Jakarta, Aktual.com – Lembaga Seknas JOKOWI meminta otoritas berwenang agar membatalkan Head of Agreement (HoA) antara PT Pertamina (Persero) dengan PT Bumi Sarana Migas (BSM) dalam hal pembangunan terminal LNG di Bojonegara, Serang, Banten.
Ketua Bidang Energi dan Sumber Daya Mineral Seknas Jokowi, Tumpak Sitorus menjelaskan bahwa proyek yang bernilai USD500 juta itu dirasa banyak kejanggalan dan tidak berdasarkan prioritas kepentingan nasional. Dari proyek ini sangat terlihat jelas terjadi intervensi dan konflik kepentingan. PT BSM yang merupakan milik anak Wapres JK, yakni Solihin Kalla mendapatkan persetujuan proyek tanpa melalui proses tender, namun melainkan hanya melalui pengajuan feasibility study.

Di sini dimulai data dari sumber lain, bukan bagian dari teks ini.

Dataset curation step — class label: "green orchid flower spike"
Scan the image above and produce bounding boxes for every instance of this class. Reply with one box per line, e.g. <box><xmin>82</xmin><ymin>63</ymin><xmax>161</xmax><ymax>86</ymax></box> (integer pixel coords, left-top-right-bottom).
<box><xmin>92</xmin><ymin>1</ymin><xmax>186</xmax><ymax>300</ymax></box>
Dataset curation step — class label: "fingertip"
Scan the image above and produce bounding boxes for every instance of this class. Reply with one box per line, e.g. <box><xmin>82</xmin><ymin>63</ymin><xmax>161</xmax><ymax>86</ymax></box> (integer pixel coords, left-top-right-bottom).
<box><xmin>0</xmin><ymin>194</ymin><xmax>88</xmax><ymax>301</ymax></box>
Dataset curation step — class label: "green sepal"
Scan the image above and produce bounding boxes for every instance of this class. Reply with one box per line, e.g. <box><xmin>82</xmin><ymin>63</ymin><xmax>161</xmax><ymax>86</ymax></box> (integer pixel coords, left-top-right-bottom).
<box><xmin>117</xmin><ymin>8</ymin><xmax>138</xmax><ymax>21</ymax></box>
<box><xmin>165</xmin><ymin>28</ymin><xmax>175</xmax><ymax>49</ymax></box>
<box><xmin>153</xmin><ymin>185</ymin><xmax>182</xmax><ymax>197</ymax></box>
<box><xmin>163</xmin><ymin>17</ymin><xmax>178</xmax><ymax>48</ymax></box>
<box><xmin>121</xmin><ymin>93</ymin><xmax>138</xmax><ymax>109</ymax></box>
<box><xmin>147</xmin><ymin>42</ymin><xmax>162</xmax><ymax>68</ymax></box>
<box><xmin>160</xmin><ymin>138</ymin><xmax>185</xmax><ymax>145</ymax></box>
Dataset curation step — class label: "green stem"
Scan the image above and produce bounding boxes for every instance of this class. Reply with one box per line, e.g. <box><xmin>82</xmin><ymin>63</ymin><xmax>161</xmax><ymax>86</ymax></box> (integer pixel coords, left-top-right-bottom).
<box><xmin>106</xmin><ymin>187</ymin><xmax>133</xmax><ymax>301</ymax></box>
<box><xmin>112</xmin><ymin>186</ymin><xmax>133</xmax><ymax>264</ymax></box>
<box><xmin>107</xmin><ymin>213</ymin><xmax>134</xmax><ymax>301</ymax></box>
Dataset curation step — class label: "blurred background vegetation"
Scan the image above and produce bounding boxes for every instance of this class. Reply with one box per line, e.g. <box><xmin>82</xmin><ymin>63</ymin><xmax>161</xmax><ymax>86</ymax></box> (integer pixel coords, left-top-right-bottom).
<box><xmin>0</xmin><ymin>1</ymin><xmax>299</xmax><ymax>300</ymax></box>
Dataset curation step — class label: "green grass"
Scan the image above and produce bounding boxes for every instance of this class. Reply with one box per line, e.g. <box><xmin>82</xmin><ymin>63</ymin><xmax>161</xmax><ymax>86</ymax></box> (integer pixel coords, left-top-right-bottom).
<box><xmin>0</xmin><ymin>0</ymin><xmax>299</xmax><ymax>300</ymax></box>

“Penandatanganan HoA yang dilakukan 1 April 2015 itu secara prinsip mengabaikan fakta bahwa tingkat kebutuhan akan gas cair untuk wilayah Jawa Barat, hingga saat ini belum dapat terpenuhi. Karena itu HoA tersebut tidak menjawab pertanyaan mendasar yang amat penting di sini yakni upaya nyata memenuhi defisit kebutuhan gas cair di Jawa Barat,” ujar Tumpak dalam keterangan yang diterima di Jakarta, Jumat (14/10).
Kemudian dalam pengamatannya, pada tahun 2013, telah terjadi defisit gas Jawa Barat sebanyak 394 MMscfd. Bahkan diperkirakan pada tahun 2020 akan mencapai 753 MMscfd.
Untuk memenuhi kebutuhan mendesak itu, kata Tumpak, seharusnya Pertamina mengadakan proyek bertujuan untuk menutupi defisit tersebut, bukan malah melakukan pengadaan proyek yang dibiayai negara untuk memenuhi keinginan salah satu perusahaan milik orang nomer dua di Republik Indonesia.
Yang Lebih miris lagi tuturnya, PT BSM sebagai pihak pemegang saham yang bukan mayoritas, namun membuat posisi Pertamina tidak memiliki kewenangan untuk mengendalikan jalannya proyek pengadaan gas cair di Bojonegara itu.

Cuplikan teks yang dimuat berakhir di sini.